Tribune
L'élan de solidarité auquel nous assistons ces dernières semaines ne doit pas s'évaporer une fois que la pandémie sera derrière nous. Il est urgent de créer les conditions d'une solidarité structurante.

Covid-19, confinement et solidarité. Voilà le nuage de mots qui stagne au-dessus de nos têtes depuis le 18 mars dernier. Le troisième de ces mots est de loin le plus doux à entendre et le plus porteur d’espérance. Et pourtant, réussirons-nous collectivement à transformer la solidarité que nous constatons chaque jour en une solidarité structurante pour des lendemains viables ?

Certes, la solidarité n’est pas parfaite en ces jours sombres. Mais elle est cependant là, bien présente. Des dons financiers à la génération spontanée de fabricants de masques, des entraides inédites entre professionnels de santé aux applaudissements de 20 heures qui saluent leur engagement, des services rendus entre voisins aux décisions courageuses d’entreprises connues ou non, des coopérations entre territoires à celles des pays, de la généreuse créativité d’artistes transformés en faiseurs de rêve ou en pédagogues aux initiatives des associations sur le terrain… La liste est longue, créative, multiforme et multi-acteurs.

Cette convergence des solidarités prend sa source dans quatre phénomènes, qu’il s’agira de ne pas oublier, voire de réactiver le temps venu pour tenir durablement. D'abord, l’immédiateté de la sanction. La crise que nous traversons ne concerne pas un futur plus ou moins lointain, mais le présent. La maladie, la mort, la peur sont immédiates pour soi et les siens. « La solidarité nait de la douleur et non de la joie. On se sent plus proche de quelqu’un qui a subi avec vous une épreuve pénible que de quelqu’un qui a partagé avec vous un moment heureux. » Ces propos de l'écrivain Bernard Weber revêtent une singulière acuité aujourd’hui.

Interpeller les émotions

Deuxième phénomène, l’universalité du mal. La crise que nous traversons n’épargne ni pauvres ni puissants, elle touche tous les âges, dans tous les pays. Elle appelle une solidarité universelle. Ensuite vient l’intérêt commun bien compris. La pandémie actuelle reflète l’intime imbrication entre la planète et ses habitants quels qu’ils soient. Reste à voir si nous parviendrons à nous en souvenir durablement. Enfin, l’émotion interpellée. Qu’il s’agisse de la peur, de la compassion, de l’espoir, mais aussi du dépassement de soi vécu par les personnes en première ligne ou des sentiments paradoxaux ressentis par les confinés, la crise fait naître des émotions communes fortes. Elles peuvent devenir des ressorts de solidarité durable.
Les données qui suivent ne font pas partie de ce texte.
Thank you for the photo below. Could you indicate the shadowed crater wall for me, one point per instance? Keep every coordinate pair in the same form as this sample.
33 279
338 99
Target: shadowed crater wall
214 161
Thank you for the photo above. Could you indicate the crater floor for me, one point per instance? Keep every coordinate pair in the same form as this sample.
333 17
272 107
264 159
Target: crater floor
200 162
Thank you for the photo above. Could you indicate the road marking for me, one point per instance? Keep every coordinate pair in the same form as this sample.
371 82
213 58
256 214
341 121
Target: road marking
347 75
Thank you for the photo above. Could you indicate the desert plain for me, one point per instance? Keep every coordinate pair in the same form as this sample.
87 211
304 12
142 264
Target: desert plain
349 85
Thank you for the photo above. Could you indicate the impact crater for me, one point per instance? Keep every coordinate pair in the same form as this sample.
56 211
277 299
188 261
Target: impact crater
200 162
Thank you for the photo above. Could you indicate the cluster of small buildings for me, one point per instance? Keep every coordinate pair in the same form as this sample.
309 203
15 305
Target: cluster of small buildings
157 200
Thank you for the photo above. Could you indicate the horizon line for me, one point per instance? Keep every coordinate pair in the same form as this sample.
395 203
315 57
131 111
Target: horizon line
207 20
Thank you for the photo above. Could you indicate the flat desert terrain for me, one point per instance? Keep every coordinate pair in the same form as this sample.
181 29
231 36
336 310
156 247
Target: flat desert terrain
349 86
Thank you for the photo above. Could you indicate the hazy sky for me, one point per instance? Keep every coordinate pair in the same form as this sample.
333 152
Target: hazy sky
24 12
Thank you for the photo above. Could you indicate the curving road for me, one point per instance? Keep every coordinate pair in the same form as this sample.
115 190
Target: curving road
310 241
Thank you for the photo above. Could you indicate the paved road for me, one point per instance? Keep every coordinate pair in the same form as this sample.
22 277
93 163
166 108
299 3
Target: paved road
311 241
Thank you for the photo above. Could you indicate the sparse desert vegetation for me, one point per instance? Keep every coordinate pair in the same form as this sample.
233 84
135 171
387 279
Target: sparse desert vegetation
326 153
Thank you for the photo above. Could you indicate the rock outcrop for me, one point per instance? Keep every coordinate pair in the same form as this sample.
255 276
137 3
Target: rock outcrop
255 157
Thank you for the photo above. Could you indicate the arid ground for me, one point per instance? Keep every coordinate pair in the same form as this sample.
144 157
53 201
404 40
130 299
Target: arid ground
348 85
Alors comment construire l’après ? Chacun pousse la chanson du « ce ne sera plus comme avant », « tout est à réinventer »… Des mots aux actes, nous verrons ! Mais si l’on doit se saisir d’une chose collectivement – politiques, entreprises dont humblement les communicants, citoyens –, c’est de créer les conditions d’une solidarité durable. Pas par naïveté, mais par nécessité. Cela pourra être rendu possible en rappelant inlassablement que l’imbrication de tous sur la planète est un fait, au-delà des politiques nationales. « Désormais la solidarité la plus nécessaire est celle de l’ensemble des habitants de la Terre », disait le généticien Albert Jacquard.
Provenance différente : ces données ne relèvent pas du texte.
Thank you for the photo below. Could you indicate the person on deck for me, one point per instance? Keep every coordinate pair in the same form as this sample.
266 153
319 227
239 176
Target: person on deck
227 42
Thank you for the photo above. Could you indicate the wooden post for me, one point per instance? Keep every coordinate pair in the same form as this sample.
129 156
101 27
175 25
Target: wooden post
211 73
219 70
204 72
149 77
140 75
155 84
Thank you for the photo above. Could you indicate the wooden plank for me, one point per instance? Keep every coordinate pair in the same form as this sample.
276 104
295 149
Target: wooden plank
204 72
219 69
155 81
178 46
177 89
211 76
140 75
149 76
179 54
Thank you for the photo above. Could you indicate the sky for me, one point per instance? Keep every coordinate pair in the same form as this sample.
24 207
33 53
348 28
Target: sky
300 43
Cela passera aussi par une pédagogie sans concession des conséquences immédiates des décisions et actions, au risque d’être taxés de dureté, par le réveil d'une vérité si souvent oubliée : « la solidarité, j’y ai intérêt ». Nous ne sommes pas seulement des acteurs de la solidarité, nous en sommes tous bénéficiaires. Il faudra aussi oser interpeller les émotions et pas seulement les raisons. Pour parvenir à cette solidarité durable, nous devons impérativement changer de paradigme en « pensant temps long », là où nous ne réfléchissons et n’agissons qu’en « temps court ». L’immédiateté nous fait réagir. Mais c’est la solidarité, la pensée et l’action temps long qui nous protégeront.